Importing sequences in the fasta format¶
The fasta format is described formally here. The function
io.from_fasta()
imports a fasta-formatted file without any regard for
the kind of data it contains (DNA or RNA nucleotides, protein sequences).
Note that it is also possible to import Genepop-formatted genotypic data
using the io.from_genepop()
function. This function returns an
Align
instance, like io.from_fasta()
.
Simplest case¶
Let align1.fas
be the name of a fasta-formatted file containing an
alignment of DNA sequences. To import it as an EggLib object, all you have to do is run:
>>> import egglib
>>> aln = egglib.io.from_fasta('align1.fas', alphabet=egglib.alphabets.DNA)
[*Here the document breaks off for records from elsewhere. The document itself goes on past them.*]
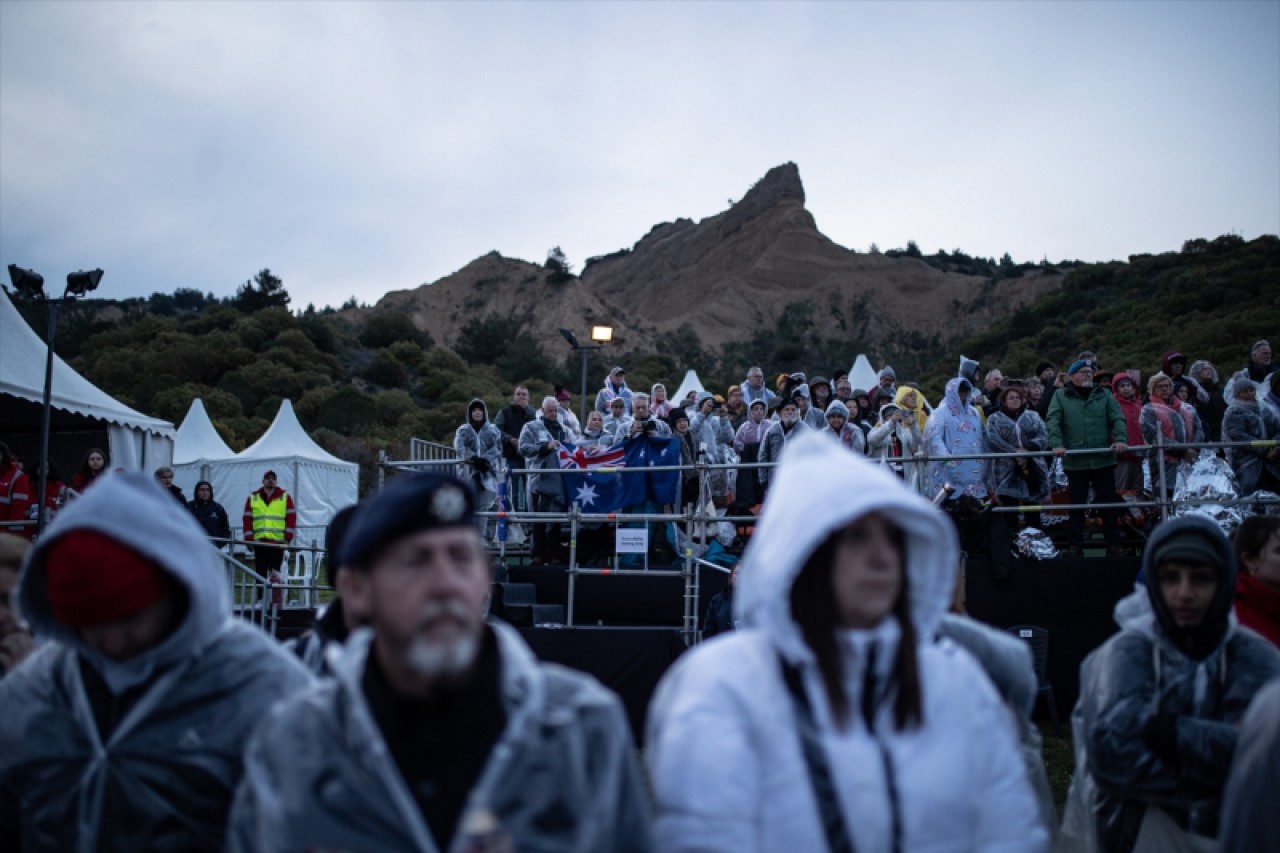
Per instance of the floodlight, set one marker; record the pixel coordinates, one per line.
(81, 283)
(30, 283)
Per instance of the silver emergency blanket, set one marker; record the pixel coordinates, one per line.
(1267, 503)
(1206, 487)
(1034, 544)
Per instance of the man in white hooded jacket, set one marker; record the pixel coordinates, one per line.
(126, 729)
(726, 730)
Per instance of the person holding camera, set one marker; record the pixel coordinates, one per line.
(713, 437)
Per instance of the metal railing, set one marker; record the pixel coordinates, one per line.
(695, 516)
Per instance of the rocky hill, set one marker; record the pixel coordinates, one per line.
(726, 278)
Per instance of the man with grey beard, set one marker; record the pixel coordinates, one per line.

The type of the object is Align
, which is central to most of
EggLib’s functionality. One must necessarily provide an
Alphabet
to specify the type of data (such as
alphabets.DNA
, alphabets.protein
, among a few others,
or a custom type, see
the alphabets module for further
information). Align
instances are accepted as arguments by
many other methods of the package. If you want to see the contents of
an Align
instance, the expression print(aln)
will not be
useful. It will only give you an unique identifier of the object. This
manual will introduce some of the functionality offered by this class
and its relative Container
, but to get started you can access
the number of samples and the alignment length by the instance
properties ns
and ls
:
>>> print(aln.ns)
101
>>> print(aln.ls)
8942
Alignments and containers¶
The instances of type Container
are very similar to Align
except that the number of data entries is allowed to vary between samples.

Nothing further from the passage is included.